The Authorization extension can be configured to expose the relevant information at the user profile level. This is done through a rule that includes the necessary information in the user profile at each login.
When not relying on endpoints that follow the OIDC specification there is functionality that could automatically populate that authorization information into an issued ID Token if the information was requested through scopes. For example:
- You make a request with
scope=openid+roles
. - The user authenticates and the extension rule populate the user profile with updated
roles
information. - Given we’re not on an OIDC flow and the request included the
roles
scope then theroles
information available at the user profile is mapped into aroles
claim included in the ID Token.
(Important: the above does not work when using OIDC compliant endpoints because roles
is not a claim defined by OIDC)
If you’re using an OIDC compliant endpoint which is the case if you’re obtaining access tokens for your own API then you need to explicitly add the custom information available at the user profile into the issued tokens.
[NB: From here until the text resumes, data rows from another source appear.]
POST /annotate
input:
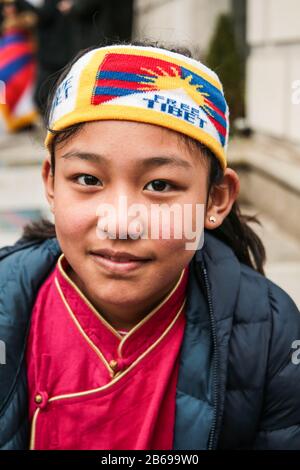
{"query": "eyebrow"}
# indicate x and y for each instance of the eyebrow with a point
(146, 163)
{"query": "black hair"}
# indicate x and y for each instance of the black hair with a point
(234, 231)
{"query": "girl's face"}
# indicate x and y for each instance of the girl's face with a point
(104, 163)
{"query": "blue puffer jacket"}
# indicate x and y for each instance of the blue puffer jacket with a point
(238, 386)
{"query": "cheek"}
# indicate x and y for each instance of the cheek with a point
(74, 220)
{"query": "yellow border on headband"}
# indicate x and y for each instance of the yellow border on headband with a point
(86, 112)
(148, 116)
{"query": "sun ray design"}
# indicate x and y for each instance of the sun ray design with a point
(122, 75)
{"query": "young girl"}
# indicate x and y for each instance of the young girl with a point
(118, 338)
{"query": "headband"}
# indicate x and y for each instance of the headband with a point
(144, 84)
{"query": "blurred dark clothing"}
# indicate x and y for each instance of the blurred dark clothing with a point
(60, 36)
(54, 35)
(55, 47)
(100, 22)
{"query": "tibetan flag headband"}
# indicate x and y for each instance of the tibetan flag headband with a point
(144, 84)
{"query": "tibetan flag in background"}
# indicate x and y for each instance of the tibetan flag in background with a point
(17, 81)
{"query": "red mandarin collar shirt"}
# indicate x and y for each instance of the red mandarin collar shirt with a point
(91, 387)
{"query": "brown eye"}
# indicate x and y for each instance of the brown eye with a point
(88, 180)
(160, 185)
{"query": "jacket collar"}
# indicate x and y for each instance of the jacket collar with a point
(32, 262)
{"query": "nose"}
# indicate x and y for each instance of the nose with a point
(119, 219)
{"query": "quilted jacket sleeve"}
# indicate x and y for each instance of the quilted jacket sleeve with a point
(280, 421)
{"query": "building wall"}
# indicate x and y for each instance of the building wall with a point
(187, 23)
(273, 66)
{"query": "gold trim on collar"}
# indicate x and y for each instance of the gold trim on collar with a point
(102, 319)
(85, 299)
(81, 330)
(122, 374)
(33, 429)
(147, 317)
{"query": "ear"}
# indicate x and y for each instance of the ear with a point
(221, 199)
(48, 179)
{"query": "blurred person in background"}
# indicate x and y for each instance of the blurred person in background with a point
(54, 45)
(17, 67)
(98, 22)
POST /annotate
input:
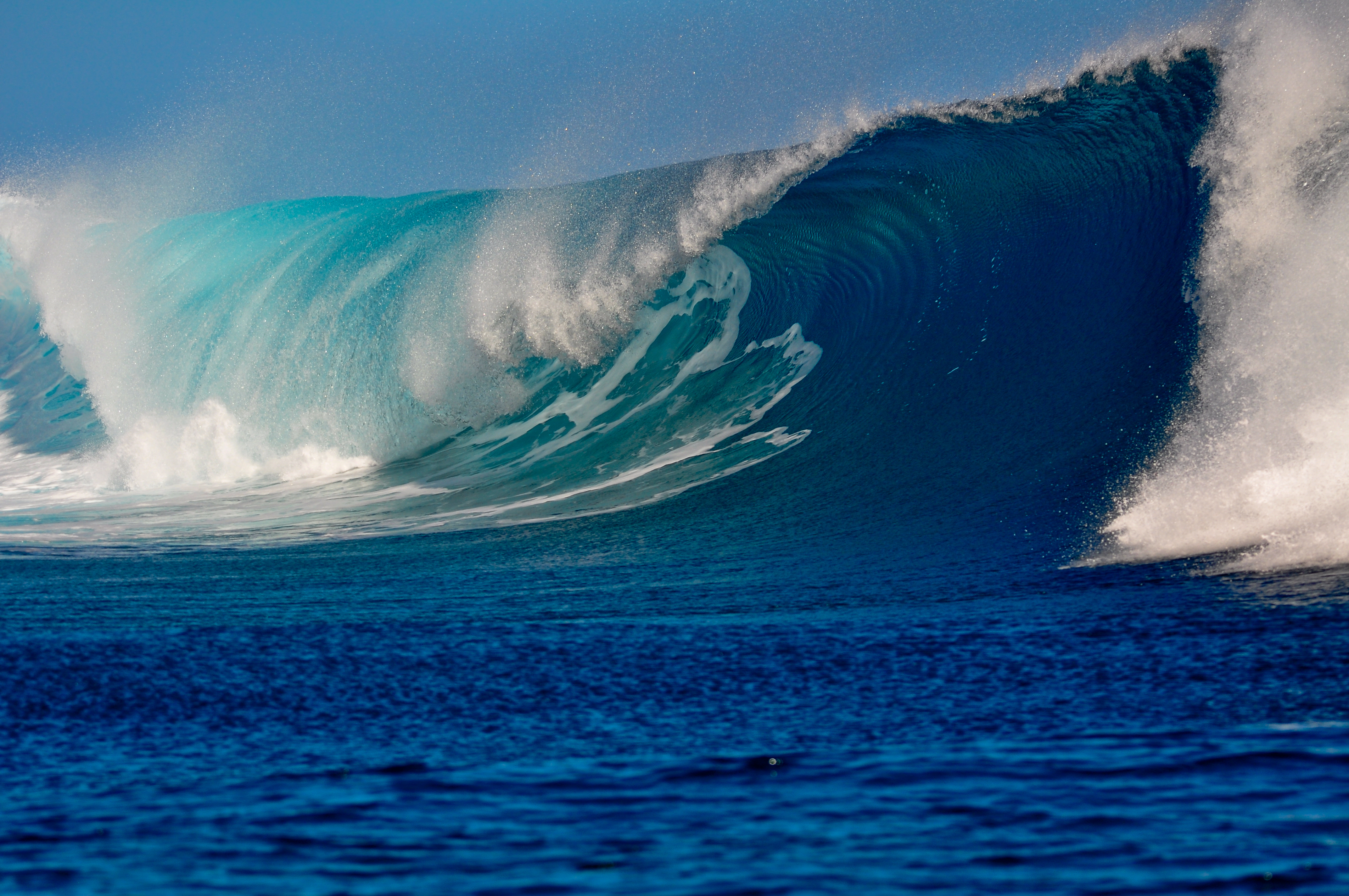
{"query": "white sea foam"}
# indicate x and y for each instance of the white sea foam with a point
(1261, 462)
You do this through an additional rule that should execute after the one associated with the Authorization extension; see User profile claims and scope for details on how to do this.
The way you include the information in the access token is also up to you, for example, you can include the raw role information in a custom claim that your API then processes or as an alternative you can role information to API scopes in the rule itself which would mean the API only performs decisions based on access token scopes and the actual role to scope mapping is done in your custom rule.